The distance in the friendship increases after the outbreak of the first intifada in 1987. It becomes nearly impossible to travel the few kilometers between West Jerusalem and Ramallah. But the deeper obstacles are the political realities of occupation and oppression that inexorably seep into the relationship. Shehadeh struggles with how his friend can say he is committed to peace yet fail to act. “I was not sure he really understood the full impact of Israel’s policies and the suffering they were causing us. Words were not enough. Tears were not enough” (p. 108). A few times, Shehadeh tries to explain this to Abramovitch. Abramovitch provides his own interpretation for their strained relationship: “You were angry” (p. 146).
As a reader, one feels the anguish of oppression, the anguish of loss after loss after loss. Each loss Shehadeh confronts not with anger but with sumud, or steadfastness, and with a continued search for beauty in music, poetry, his beloved hills outside Ramallah, and in friendships. One senses that anger is too dangerous, both in its consequences at the hands of Israelis and in its consequences to his own identity.

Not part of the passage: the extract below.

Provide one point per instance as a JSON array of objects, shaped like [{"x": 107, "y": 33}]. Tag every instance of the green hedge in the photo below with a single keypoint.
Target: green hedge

After a 10-year hiatus in the friendship, they met again by chance. The friendship resumed. When they were together, “it was if in meeting we transcended our identities: he one of the oppressors and I one of the oppressed” (p. 225). Shehadeh’s commitment to the friendship is a commitment to his own humanity, a commitment to not lose the capacity to love and to forgive. Speaking of the friendship, he concludes: “I will not make its existence contingent on the elusive peace between Israelis and Palestinians. . . . Despite what separates us, I am proud to have a friend called Henry” (p. 227). Although not stated, it seems clear that the friendship itself is an act of steadfast resistance.
Reading Where the Line Is Drawn can be grueling. The author’s understated and self-doubting responses to one violation and humiliation after another make the reader feel them even more poignantly. Yet, the book is also inspiring because the author never loses hope or optimism and forgives, again and again. Would we all be so generous.
CONFLICTS OF INTEREST
The author declares that there are no conflicts of interest.